Twitter bans @ElonJet’s creator and links to other Elon Jet trackers
Hours after suspending @ElonJet, an account that tracked the trips taken by Elon Musk’s private plane, Twitter has now banned the account’s creator, Jack Sweeney. Twitter is also blocking links to versions of the tracker on other platforms, like Instagram and Facebook.
If you try and visit Sweeney’s account, you’ll see a message that the account has been suspended. Attempting to tweet certain links to Sweeney’s Elon Musk jet tracker on other platforms will display a message that the link is “potentially harmful,” as spotted by Tony Webster.
It seems Twitter doesn’t currently have an ironclad filter for this, as I was able to tweet an alternate link to the Instagram version of the tracker. But it appears that Twitter is stepping up its actions against Sweeney and his accounts, despite Twitter CEO Elon Musk’s “commitment” to free speech, which he said in November extended to “not banning the account following my plane.”
Sweeney was suspended for violating Twitter’s rules against “platform manipulation and spam,” according to a screenshot shared by a Mastodon account belonging to Sweeney. But Musk said that the ban may have been for something else: in response to a tweet praising the suspension, Musk wrote that “real-time posting of someone else’s location violates doxxing policy.”

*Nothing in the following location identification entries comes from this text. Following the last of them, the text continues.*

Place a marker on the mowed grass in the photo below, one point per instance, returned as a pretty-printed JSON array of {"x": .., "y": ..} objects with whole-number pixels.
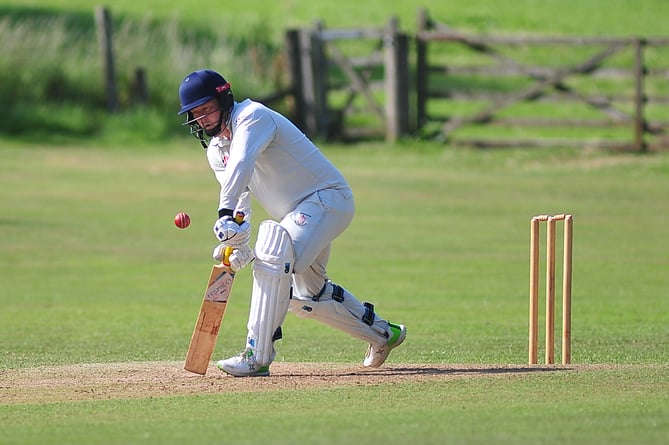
[{"x": 92, "y": 270}]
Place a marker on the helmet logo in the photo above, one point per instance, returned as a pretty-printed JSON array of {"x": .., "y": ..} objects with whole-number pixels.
[{"x": 222, "y": 88}]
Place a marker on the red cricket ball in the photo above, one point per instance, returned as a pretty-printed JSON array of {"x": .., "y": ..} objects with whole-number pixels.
[{"x": 182, "y": 220}]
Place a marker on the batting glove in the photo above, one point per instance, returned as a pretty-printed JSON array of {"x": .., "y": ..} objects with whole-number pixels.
[
  {"x": 239, "y": 259},
  {"x": 232, "y": 234}
]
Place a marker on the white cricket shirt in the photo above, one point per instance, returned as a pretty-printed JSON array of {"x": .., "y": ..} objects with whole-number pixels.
[{"x": 270, "y": 157}]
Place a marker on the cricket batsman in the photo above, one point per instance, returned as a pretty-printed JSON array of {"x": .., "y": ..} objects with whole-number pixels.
[{"x": 253, "y": 149}]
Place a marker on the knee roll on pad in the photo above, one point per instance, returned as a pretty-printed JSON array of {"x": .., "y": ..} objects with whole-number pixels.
[
  {"x": 270, "y": 297},
  {"x": 338, "y": 308}
]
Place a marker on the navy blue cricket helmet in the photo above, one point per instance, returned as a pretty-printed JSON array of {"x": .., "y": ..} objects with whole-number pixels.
[{"x": 198, "y": 88}]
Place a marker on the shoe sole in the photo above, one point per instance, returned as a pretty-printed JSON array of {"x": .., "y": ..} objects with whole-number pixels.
[
  {"x": 261, "y": 373},
  {"x": 400, "y": 340}
]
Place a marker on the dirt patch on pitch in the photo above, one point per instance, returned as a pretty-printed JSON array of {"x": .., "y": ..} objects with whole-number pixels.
[{"x": 160, "y": 379}]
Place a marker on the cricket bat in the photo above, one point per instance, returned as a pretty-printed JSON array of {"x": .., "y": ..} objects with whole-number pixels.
[{"x": 209, "y": 320}]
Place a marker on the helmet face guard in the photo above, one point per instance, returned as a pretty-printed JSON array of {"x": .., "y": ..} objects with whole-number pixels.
[{"x": 198, "y": 88}]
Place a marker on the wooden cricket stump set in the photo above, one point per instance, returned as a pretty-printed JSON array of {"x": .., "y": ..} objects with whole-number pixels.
[{"x": 551, "y": 224}]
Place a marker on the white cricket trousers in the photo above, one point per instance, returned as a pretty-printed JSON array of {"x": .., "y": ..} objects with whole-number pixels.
[{"x": 313, "y": 225}]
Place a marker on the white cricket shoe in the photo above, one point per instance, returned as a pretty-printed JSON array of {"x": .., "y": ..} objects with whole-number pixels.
[
  {"x": 375, "y": 357},
  {"x": 243, "y": 365}
]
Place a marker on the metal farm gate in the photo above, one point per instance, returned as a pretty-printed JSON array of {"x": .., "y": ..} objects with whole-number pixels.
[{"x": 565, "y": 86}]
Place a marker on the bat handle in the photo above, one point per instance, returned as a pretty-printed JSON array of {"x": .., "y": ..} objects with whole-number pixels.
[{"x": 239, "y": 218}]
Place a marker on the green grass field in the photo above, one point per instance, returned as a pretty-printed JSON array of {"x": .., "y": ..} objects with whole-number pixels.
[
  {"x": 93, "y": 271},
  {"x": 99, "y": 291}
]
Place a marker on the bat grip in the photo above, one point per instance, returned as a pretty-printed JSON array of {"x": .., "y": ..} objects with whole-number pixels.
[{"x": 239, "y": 218}]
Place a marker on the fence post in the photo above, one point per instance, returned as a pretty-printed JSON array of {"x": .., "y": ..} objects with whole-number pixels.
[
  {"x": 292, "y": 42},
  {"x": 140, "y": 90},
  {"x": 396, "y": 81},
  {"x": 421, "y": 70},
  {"x": 639, "y": 96},
  {"x": 103, "y": 21},
  {"x": 314, "y": 82}
]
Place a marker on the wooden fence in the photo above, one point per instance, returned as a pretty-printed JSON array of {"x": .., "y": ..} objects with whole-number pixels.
[
  {"x": 331, "y": 85},
  {"x": 465, "y": 85},
  {"x": 622, "y": 103}
]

Twitter has also updated its private information policy to state that sharing live location information is a violation of the policy. Here is the full addition to what now counts as a violation:
live location information, including information shared on Twitter directly or links to 3rd-party URL(s) of travel routes, actual physical location, or other identifying information that would reveal a person’s location, regardless if this information is publicly available;
Twitter didn’t immediately reply to a request for comment; the company dissolved its press office during the recent layoffs.
Other accounts tracking the jets of billionaires, including Jeff Bezos and Bill Gates, have also been suspended. It’s not clear if they all belong to Sweeney, but it seems as if many likely do, based on channel listings in his Discord. He’s seen about 30 of his accounts banned, he told The New York Times’ Ryan Mac.